Il n'y a pas un coin de la chambre
où l'on ne trouve quelque chose que Marie a
laissé traîner.
- En tous cas il y a un angle dans la
maison qui est bien pénible et contre lequel
on se heurte toujours, grommela Gilles en reprenant
des mains de Marie les planchettes qu'elle
maintenait à leur place.
- Insupportable garçon,
maugréa Florence, je dirai à maman
que tu me donnes un sobriquet et que tu te moques
de moi.
Et la petite fille sortit en
colère, suivie de Marie qui disait à
Gilles :
- Je reviendrai aussi vite que possible,
attends-moi.
Lorsque ses soeurs se furent
éloignées, le jeune garçon
resta seul, et pendant un moment on aurait pu
l'entendre grommeler contre Florence.
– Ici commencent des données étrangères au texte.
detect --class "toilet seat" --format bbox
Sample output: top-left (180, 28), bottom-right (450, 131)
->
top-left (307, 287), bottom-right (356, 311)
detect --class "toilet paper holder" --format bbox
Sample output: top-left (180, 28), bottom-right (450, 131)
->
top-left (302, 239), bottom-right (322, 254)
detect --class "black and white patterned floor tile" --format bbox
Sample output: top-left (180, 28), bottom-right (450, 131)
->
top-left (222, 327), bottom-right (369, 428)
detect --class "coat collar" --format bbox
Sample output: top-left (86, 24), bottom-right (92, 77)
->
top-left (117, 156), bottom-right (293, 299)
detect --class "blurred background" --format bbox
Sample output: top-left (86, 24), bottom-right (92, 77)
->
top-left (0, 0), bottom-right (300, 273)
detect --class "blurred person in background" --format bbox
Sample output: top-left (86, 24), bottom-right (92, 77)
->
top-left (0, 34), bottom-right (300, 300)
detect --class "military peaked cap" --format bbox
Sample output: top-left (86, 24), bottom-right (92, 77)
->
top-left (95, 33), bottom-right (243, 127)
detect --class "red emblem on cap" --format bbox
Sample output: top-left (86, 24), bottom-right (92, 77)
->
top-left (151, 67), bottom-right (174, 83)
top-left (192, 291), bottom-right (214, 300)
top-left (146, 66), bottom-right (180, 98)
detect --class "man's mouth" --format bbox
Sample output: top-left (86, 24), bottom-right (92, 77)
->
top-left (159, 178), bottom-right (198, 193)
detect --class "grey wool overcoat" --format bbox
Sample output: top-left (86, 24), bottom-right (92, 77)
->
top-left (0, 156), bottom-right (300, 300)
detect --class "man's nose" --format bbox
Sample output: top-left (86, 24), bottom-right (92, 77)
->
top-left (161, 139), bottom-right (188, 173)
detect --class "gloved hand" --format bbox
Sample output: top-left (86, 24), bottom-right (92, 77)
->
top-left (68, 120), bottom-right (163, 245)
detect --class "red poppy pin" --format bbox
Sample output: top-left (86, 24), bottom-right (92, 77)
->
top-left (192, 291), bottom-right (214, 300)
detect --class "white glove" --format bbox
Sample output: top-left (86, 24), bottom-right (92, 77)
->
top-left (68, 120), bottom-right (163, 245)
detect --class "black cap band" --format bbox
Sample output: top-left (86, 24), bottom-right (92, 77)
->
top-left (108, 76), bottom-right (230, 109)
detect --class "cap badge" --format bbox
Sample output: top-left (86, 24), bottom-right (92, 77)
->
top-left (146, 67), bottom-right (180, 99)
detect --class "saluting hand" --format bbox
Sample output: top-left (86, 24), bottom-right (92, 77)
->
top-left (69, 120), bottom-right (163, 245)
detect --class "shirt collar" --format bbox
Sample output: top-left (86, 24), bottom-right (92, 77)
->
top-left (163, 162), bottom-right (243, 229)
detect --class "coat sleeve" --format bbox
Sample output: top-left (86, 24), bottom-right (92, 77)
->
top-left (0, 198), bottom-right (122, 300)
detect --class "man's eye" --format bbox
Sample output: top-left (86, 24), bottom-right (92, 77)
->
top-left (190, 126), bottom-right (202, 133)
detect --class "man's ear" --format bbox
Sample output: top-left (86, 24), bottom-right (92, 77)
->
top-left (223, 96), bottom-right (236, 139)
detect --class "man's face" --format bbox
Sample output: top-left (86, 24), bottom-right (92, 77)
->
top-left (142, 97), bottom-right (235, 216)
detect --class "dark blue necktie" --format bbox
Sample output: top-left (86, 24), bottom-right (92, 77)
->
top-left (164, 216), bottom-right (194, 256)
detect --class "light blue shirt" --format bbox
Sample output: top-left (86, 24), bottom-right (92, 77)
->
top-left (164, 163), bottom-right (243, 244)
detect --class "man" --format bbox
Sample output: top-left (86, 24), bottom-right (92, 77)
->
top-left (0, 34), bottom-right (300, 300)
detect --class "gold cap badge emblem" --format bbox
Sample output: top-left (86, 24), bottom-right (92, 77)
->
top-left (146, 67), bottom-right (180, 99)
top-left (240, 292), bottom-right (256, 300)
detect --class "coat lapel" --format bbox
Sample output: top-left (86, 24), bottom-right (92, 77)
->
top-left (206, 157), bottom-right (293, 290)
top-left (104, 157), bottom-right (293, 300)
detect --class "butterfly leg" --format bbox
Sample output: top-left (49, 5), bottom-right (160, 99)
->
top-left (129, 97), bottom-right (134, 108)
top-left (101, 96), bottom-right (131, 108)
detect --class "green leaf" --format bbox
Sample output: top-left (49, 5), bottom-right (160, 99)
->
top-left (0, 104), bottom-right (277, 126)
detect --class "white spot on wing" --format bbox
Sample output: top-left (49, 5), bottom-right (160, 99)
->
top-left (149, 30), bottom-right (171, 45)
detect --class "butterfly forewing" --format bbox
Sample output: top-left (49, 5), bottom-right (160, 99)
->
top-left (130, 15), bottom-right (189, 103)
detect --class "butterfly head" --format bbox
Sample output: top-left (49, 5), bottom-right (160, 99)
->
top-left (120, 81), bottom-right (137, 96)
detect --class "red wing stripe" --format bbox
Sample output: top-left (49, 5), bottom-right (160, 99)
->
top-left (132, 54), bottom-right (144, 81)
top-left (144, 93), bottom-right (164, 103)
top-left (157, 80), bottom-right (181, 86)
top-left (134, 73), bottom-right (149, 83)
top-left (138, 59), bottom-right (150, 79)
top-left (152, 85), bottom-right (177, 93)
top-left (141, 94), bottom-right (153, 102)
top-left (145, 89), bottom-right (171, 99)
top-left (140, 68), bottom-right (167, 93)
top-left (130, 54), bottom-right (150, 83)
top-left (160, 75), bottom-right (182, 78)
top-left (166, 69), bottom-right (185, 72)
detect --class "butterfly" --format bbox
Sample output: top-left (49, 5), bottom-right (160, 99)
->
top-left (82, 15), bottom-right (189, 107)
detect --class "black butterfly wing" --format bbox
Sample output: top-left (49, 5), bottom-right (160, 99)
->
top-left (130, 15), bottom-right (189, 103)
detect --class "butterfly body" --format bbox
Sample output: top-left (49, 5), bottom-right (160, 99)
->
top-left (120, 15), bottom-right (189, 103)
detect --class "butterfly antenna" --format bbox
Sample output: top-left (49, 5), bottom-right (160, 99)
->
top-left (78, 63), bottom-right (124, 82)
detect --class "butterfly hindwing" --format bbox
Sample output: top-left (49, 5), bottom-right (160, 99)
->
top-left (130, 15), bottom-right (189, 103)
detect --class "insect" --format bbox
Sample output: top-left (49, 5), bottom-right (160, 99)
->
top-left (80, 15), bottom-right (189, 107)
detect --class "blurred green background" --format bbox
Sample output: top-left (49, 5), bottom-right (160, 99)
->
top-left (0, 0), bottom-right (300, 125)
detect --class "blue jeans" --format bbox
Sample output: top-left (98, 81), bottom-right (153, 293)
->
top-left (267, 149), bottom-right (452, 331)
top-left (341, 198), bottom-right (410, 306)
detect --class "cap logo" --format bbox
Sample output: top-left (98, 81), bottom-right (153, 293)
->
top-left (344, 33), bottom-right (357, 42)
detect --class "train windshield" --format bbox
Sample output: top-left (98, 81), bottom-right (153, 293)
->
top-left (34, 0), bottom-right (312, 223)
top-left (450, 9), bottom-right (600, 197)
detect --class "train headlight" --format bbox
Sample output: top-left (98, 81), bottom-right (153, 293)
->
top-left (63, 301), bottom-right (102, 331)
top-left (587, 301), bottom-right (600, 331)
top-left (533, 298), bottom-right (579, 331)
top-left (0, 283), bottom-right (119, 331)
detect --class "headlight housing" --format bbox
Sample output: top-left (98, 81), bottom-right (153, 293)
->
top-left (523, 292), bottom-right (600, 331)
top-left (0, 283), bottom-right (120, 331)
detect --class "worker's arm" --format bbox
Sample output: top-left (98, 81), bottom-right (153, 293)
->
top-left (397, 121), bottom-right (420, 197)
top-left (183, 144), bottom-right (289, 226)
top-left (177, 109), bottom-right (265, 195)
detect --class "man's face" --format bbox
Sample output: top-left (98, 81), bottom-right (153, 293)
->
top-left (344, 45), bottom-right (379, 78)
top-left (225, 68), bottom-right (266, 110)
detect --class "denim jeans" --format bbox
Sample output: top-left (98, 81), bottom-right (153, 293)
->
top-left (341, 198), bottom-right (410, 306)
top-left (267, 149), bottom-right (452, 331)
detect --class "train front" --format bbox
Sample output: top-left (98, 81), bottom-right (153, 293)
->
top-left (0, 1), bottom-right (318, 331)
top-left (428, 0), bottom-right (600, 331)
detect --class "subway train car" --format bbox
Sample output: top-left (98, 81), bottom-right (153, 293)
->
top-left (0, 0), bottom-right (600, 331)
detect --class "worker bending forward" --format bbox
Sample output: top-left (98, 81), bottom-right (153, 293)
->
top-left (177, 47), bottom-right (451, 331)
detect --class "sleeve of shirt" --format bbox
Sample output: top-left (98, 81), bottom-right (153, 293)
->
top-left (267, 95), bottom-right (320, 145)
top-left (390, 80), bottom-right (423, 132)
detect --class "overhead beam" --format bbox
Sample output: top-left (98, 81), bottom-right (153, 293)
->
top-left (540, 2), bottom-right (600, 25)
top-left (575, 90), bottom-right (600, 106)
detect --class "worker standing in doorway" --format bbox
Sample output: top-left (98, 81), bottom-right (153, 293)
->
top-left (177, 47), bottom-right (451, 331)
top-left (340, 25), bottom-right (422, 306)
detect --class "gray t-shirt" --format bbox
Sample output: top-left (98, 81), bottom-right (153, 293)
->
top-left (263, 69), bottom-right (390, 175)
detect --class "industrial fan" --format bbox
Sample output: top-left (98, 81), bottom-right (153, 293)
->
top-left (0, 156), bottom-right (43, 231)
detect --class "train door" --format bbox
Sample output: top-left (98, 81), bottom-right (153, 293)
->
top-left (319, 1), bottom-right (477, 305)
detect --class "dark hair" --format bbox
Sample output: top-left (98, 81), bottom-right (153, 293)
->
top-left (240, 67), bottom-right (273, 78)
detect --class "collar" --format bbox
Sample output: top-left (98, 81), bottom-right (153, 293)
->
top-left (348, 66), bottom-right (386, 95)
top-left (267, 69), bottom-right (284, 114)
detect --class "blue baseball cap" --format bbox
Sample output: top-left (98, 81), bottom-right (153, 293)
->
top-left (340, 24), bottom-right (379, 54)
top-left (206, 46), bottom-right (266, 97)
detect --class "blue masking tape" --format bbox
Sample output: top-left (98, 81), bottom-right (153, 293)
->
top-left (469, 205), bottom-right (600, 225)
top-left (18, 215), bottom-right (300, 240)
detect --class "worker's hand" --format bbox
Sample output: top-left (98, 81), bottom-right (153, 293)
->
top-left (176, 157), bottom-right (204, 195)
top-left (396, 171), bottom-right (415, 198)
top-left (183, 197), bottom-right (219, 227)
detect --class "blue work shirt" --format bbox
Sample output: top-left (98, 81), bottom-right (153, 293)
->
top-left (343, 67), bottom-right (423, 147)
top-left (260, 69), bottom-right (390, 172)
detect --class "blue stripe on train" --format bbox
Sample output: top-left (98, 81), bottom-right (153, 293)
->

Mais soudain
il se souvint de ce que sa mère lui avait
dit bien souvent, combien c'est mal de se laisser
aller à la colère et, tout honteux
des mauvais sentiments qu'il avait eus envers sa
soeur, il s'agenouilla pour demander à Dieu
de lui aider à maîtriser sa
colère et à être doux et
obéissant, se souvenant qu'il est
écrit : « Qui est lent
à la colère vaut mieux que l'homme
fort, et qui gouverne son esprit vaut mieux que
celui qui prend une ville » (Prov. 16,
32).
.
CHAPITRE Vl
L'échelle de Lucie
Nous n'avons pas encore parlé de
Lucie, une petite rêveuse qui se tenait
à part des causeries bruyantes et des
querelles des autres enfants. Bobby était
son fidèle compagnon et son confident. Elle
lui lisait ses histoires
préférées, lui chantait des
cantiques, l'emmenait sous les charmilles, et
là, à l'ombre des arbres, lui
montrait l'endroit où les oiseaux avaient
bâti leurs nids et reposaient paisiblement,
les ailes étendues sur leurs oeufs ;
elle apprenait à Bobby à respecter
ces nids, à ne pas effrayer les pauvres
mères, « car ce serait bien
méchant, et », ajoutait Lucie avec
une emphase enfantine, « quand on est
méchant, on ne peut pas aller au
ciel ».
Elle emmenait Bobby dans de longues
promenades, et, tout en marchant, elle lui disait
que c'est Dieu qui a fait les marguerites, les
primevères et les jolis narcisses
blancs, et que c'est Lui aussi
qui apprend aux oiseaux à faire leurs nids.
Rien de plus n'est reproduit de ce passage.